Not too long ago, my husband and I decided it was finally time to clean out the garage, which was no small task.  After sorting through cardboard boxes from perhaps one too many online orders, paint cans whose colors are no longer found on any of our walls, broken appliances, scraps from various projects and other junk, it became obvious that our cars were inadequate to the waste removal at hand.  Thankfully, my father-in-law was willing to lend his pickup truck and help in hauling the waste away.  A couple of trips to the dump later, he and my husband were done, leaving the garage, unsurprisingly, looking more spacious than it did before.

About a week later, we went to my in-laws house for a visit.  As I walked in, I saw a picture of myself, taken when I was about three-months-old, sitting on their piano.

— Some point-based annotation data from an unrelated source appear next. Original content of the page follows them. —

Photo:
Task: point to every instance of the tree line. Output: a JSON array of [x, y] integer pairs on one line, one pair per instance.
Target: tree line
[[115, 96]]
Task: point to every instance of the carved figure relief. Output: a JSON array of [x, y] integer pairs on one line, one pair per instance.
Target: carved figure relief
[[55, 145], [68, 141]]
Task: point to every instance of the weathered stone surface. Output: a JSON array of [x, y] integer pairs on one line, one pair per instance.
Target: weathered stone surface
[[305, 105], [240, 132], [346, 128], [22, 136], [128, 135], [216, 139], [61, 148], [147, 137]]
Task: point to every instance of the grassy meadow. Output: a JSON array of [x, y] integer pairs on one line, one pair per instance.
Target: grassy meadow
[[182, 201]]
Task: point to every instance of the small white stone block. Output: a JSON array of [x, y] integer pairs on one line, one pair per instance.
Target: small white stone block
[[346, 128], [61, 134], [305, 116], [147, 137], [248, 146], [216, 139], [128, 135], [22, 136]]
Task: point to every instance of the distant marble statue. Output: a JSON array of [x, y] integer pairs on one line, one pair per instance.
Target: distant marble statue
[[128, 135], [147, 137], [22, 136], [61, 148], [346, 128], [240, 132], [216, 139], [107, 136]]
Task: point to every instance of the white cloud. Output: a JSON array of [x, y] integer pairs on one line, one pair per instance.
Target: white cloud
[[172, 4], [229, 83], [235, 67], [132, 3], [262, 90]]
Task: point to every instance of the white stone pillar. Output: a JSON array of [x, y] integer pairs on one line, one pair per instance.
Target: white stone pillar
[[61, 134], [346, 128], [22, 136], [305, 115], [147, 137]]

It is a picture that I’ve always liked because I look so joyful and engaged.

The look on my face as I puzzled as to how and why this photo would have ended up on the in-law’s piano must have been clear.  My mom-in-law quickly turned towards me and said, “Oh yeah, we found that in the bed of the truck the other day, and held on to it to give it back to you.”

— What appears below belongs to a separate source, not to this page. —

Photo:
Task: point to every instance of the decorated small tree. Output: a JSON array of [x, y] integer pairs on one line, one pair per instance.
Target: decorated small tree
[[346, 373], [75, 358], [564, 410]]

Well, this was surprising, to say the least. For many reasons. First, there were no other photographs in the garage and I had no idea how it would have gotten there.  Secondly, the fact that no one saw it when all the various junk was sorted, loaded into the truck, or thrown out at the dump was extremely unlikely.  Lastly, that somehow this little picture remained in the open truck bed, undamaged, over many miles before it was found…

I paused to appreciate that, even through all its journeys, the times it seemed to be lost, not seen or thought about, it was still there. How amazing.

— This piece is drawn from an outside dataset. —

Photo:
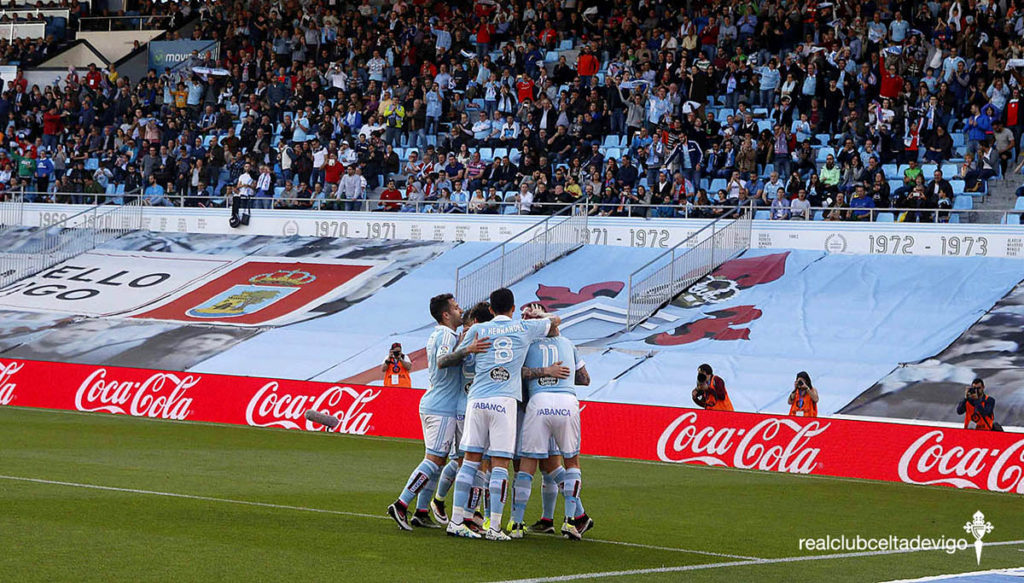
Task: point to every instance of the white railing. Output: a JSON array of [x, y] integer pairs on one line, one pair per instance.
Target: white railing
[[520, 255], [11, 31], [662, 279], [74, 236], [11, 212]]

However, as delighted as I was at the find, especially given it’s decidedly unlikely reappearance, I really didn’t give it more thought at the time. When I got home, simply as a place for its safekeeping before taking the time to place into a photo album, I just placed the picture on the mirror above my dresser. And so it has remained.

What I have found is that in the mornings, when I am getting ready for work in front of that mirror, I glance down at that picture, and it brings me a smile. I smile because of it what it represents to me. It’s not that it’s a cute baby picture. Rather, it is a reminder of the essence of who I am, which somehow is easier to see and understand when looking at an image of myself before all the layers of human experience had time to obscure it. It helps remind me that the spirit in that photo is still within me. That I am a being that can see and create joy in the world, a being that is whole, and that I am beautiful regardless of my packaging. That everything I need is within me and has always been.

The core, our essential beauty and spirit, is always there, we just have to remember it. This picture seemed to reappear in order to give me that opportunity. An opportunity to pause each day to appreciate that this essence, even through all the journeys, the times it seemed to be lost, not seen or thought about, is always there. How amazing.